Levels can be reduced in: 

  • Wilson’s disease 
  • Severe liver disease of any aetiology 
  • Malnutrition 

Levels can be raised in: 

  • Any form of infection or inflammation as it is an acute phase reactant 
  • Pregnancy 
  • Oestrogen therapy 

Wilson’s disease is an autosomal recessive disorder. It is caused by various mutations in a gene (ATP7B) on chromosome 13. In Wilson’s disease there is a defect in hepatic copper metabolism which causes decreased hepatocellular excretion of copper into bile. This results in accumulation of copper within the liver which is toxic to hepatocytes. Copper is then released into the bloodstream and is deposited in the kidneys, brain and cornea.  

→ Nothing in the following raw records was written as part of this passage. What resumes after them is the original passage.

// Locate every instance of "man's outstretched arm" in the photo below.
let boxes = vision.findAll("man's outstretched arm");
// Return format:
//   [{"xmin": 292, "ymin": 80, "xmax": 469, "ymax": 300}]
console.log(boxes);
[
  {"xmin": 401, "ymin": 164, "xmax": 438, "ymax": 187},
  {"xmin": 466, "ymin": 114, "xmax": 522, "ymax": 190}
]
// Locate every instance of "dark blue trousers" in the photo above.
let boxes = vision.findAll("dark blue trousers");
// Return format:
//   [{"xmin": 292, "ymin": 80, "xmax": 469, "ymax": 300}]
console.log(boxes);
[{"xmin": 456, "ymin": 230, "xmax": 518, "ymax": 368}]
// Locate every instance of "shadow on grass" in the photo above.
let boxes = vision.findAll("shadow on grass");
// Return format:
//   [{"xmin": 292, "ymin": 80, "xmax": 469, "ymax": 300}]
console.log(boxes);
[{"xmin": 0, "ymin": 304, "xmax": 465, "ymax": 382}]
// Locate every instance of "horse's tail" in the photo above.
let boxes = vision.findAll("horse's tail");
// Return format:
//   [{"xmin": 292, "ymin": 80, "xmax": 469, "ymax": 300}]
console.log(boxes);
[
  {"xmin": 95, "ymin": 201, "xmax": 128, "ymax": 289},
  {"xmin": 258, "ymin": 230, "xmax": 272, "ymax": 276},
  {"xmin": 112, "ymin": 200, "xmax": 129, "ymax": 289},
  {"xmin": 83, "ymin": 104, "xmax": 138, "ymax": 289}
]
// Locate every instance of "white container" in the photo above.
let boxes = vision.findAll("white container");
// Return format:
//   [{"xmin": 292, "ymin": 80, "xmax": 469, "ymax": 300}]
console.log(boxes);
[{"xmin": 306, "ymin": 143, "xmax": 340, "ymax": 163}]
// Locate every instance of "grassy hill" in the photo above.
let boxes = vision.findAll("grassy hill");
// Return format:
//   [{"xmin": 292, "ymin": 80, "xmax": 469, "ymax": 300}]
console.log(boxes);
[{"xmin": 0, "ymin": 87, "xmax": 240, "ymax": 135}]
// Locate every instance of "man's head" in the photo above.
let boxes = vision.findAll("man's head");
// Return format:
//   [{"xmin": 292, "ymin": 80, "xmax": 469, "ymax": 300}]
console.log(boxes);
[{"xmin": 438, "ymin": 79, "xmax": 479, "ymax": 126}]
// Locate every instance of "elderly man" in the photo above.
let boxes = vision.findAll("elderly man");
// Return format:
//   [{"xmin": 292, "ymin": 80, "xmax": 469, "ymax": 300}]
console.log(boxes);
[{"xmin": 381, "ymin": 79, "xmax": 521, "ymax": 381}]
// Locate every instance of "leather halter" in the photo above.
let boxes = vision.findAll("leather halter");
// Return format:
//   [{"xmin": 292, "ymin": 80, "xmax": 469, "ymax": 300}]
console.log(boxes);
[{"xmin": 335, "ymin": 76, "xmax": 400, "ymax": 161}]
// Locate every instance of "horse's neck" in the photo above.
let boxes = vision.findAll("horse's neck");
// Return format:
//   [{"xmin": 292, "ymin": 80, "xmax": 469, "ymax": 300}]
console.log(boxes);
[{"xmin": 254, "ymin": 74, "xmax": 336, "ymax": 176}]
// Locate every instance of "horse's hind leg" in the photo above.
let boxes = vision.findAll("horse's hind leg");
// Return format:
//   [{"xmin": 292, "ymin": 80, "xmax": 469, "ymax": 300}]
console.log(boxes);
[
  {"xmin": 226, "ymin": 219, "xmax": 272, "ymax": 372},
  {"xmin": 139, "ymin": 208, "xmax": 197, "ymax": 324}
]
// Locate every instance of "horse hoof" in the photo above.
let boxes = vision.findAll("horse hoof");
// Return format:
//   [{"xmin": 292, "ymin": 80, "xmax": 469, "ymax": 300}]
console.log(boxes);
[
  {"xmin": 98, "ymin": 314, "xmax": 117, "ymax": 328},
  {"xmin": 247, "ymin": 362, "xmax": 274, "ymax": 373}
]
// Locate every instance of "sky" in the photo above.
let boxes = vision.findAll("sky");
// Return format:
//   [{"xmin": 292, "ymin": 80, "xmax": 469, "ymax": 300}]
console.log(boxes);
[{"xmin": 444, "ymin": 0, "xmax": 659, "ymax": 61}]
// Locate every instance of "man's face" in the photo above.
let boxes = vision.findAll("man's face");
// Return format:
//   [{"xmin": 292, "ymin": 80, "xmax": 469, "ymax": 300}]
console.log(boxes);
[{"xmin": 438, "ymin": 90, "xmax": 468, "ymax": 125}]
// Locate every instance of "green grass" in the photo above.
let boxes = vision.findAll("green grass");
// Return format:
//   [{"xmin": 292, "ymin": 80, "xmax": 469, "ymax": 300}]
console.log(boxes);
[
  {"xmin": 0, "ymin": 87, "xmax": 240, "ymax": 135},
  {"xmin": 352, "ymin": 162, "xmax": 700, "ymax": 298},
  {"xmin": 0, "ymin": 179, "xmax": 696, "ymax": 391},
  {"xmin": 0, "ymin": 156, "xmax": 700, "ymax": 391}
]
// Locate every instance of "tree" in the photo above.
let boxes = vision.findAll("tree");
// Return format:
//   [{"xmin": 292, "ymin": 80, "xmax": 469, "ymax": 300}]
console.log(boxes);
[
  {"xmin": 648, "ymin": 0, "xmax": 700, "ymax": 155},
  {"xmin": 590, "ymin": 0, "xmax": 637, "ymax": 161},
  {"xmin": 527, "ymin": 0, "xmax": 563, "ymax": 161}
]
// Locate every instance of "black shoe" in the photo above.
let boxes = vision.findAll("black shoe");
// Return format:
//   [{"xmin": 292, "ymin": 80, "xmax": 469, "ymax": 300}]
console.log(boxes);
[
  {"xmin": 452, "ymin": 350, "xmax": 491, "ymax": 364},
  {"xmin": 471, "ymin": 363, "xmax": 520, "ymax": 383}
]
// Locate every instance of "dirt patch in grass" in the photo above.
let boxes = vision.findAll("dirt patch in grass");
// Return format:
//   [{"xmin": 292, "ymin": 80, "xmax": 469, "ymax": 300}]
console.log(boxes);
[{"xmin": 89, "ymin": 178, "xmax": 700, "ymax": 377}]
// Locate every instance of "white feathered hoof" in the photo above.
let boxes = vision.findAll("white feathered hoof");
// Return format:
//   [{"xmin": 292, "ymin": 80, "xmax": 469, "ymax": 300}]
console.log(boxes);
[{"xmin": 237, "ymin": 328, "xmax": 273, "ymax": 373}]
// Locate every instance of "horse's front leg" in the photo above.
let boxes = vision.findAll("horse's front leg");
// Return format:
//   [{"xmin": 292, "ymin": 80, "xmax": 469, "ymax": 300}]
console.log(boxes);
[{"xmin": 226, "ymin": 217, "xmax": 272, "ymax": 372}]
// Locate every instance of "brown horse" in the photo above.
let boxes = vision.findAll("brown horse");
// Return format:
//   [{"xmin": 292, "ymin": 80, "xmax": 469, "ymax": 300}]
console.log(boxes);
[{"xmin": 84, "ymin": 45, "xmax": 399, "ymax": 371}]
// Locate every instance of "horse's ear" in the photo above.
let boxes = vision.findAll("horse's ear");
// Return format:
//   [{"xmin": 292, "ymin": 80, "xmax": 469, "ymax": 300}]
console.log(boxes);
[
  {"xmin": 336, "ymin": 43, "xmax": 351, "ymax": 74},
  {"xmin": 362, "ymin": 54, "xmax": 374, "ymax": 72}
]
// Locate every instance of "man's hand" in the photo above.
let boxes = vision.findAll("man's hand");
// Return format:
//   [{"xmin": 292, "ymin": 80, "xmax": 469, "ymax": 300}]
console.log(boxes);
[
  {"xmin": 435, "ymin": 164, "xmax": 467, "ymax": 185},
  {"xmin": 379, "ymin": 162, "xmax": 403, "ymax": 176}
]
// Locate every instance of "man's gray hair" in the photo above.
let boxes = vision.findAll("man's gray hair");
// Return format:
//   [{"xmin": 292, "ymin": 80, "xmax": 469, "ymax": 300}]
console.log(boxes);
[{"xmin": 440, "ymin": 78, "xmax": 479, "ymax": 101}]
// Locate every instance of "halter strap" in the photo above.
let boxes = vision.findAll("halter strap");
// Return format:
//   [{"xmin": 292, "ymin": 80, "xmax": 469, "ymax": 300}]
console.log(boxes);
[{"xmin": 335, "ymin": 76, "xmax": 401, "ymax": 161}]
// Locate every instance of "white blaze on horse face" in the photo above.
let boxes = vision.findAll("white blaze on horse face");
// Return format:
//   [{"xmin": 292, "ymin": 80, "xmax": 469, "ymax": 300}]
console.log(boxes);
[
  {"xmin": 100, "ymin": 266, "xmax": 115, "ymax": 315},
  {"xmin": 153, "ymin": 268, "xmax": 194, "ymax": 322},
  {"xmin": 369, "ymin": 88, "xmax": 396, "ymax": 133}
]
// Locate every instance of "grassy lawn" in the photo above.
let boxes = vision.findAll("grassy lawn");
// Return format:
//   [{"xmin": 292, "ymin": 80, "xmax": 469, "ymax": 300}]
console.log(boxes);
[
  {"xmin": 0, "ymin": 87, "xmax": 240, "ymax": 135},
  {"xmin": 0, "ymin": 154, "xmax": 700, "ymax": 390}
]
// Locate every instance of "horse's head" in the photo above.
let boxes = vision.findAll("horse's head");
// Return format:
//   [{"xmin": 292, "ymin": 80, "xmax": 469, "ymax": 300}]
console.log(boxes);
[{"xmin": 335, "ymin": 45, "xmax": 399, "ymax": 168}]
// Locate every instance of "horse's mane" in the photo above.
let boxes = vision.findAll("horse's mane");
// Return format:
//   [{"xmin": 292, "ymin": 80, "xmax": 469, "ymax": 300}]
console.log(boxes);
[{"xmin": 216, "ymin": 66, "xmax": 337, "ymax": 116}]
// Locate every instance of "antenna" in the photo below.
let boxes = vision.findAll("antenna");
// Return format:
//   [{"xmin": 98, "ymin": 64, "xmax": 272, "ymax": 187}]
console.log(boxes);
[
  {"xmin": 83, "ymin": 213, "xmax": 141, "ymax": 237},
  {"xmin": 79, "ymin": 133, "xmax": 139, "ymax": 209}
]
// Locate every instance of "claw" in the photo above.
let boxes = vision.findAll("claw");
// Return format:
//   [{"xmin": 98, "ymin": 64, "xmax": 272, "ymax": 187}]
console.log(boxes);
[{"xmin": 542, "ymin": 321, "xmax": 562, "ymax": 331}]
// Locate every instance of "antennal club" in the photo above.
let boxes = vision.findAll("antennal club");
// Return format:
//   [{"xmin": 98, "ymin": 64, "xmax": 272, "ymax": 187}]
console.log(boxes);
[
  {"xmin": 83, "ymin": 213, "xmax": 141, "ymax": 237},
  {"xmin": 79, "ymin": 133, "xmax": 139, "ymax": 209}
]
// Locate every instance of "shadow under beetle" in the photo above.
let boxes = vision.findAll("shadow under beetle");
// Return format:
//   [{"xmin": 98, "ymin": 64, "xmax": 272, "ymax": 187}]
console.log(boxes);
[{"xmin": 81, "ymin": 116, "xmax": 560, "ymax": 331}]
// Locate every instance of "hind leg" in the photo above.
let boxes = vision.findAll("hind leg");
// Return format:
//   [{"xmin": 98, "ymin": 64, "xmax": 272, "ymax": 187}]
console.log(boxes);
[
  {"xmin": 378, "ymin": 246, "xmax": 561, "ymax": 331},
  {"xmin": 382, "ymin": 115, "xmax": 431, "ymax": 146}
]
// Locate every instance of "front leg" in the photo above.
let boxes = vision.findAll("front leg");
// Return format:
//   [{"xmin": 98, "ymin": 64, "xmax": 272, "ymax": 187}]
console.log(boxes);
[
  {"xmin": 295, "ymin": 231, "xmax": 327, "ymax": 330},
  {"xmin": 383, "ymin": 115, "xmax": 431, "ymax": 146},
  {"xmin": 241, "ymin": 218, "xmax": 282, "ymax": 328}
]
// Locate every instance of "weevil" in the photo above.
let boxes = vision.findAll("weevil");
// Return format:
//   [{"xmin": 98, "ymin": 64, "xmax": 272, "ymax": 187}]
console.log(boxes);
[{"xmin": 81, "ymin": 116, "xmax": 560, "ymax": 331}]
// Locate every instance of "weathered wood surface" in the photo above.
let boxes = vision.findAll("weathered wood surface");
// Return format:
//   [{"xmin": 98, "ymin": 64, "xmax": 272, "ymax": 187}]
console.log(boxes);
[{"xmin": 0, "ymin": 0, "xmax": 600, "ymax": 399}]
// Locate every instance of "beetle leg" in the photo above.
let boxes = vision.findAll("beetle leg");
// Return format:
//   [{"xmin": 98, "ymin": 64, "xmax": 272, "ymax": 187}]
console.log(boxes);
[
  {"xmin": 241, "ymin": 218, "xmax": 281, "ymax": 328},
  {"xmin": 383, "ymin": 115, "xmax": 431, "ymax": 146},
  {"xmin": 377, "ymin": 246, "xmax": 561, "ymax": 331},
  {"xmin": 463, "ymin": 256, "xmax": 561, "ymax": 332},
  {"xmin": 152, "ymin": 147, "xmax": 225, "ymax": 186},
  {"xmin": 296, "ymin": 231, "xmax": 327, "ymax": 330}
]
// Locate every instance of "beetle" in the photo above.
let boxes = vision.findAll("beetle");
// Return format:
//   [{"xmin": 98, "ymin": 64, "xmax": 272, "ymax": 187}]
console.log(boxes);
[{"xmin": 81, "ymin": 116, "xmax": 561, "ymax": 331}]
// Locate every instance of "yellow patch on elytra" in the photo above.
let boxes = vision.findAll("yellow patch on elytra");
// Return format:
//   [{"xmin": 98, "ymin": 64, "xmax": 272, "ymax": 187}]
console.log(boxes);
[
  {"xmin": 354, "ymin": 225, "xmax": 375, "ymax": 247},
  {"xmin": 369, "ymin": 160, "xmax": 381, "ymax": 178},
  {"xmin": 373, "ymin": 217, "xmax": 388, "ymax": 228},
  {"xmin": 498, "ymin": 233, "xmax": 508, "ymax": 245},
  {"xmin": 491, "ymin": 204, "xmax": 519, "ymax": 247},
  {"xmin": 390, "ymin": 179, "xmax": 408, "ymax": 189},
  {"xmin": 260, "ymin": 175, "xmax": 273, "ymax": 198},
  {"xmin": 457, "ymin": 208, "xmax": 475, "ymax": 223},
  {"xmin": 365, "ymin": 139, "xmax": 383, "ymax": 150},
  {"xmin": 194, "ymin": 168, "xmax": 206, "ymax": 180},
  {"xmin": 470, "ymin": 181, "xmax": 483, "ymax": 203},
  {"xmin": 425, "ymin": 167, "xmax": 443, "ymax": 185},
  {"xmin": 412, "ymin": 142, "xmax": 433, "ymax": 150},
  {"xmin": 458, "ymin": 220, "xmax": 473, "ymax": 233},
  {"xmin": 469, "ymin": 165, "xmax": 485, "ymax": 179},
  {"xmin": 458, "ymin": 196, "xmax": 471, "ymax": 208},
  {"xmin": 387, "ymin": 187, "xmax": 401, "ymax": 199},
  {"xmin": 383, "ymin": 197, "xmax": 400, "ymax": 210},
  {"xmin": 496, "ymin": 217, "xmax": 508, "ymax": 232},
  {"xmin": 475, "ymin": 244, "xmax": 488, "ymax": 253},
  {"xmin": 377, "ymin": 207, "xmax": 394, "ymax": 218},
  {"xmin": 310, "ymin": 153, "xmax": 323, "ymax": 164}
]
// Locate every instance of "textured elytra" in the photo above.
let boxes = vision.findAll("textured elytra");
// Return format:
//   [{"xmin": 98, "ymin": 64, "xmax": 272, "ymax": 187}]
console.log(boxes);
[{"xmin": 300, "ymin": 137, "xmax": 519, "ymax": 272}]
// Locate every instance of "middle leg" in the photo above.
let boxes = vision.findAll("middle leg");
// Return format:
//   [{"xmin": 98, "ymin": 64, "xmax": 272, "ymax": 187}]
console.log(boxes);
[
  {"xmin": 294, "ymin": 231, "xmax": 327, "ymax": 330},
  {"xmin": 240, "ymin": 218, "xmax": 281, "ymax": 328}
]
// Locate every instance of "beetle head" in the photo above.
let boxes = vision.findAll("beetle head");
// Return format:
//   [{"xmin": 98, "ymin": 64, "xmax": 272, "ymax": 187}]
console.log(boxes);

Wilson’s disease usually present in childhood or early adulthood. Most patients present with acute or chronic liver disease, neurological or psychiatric symptoms.  

Diagnostic features are: 

  • Low caeruloplasmin 
  • Low serum copper 
  • Increased 24 hour urinary copper 
  • Normal or low alkaline phosphatase 
  • Haemolytic anaemia 
  • Kayser-Fleischer rings 
  • Raised hepatic dry weight copper content 

Wilson’s disease can be very challenging to diagnose and patients with suspected Wilson’s disease should be discussed with and or referred to a hepatologist.  

Alpha-1 antitrypsin

Alpha-1 antitrypsin is an enzyme inhibitor which is produced by hepatocytes and transported to the lungs. It protects the lungs against the proteases released by inflammatory cells, particularly neutrophils.  

Alpha-1 antitrypsin deficiency is an inherited disorder which increases the risk of chronic obstructive pulmonary disorder (COPD) and chronic liver disease. It is characterised by low levels of alpha-1 antitrypsin. If low levels are detected then phenotyping studies should be done. There are a number of different phenotypes which are coded by the allele which has been inherited. The different phenotypes confer different risks of patients having lung or liver disease. Patients with liver disease are at risk of cirrhosis and hepatocellular carcinoma.  

Patients with suspected or confirmed alpha-1 antitrypsin deficiency should be discussed and or referred to a hepatologist for assessment.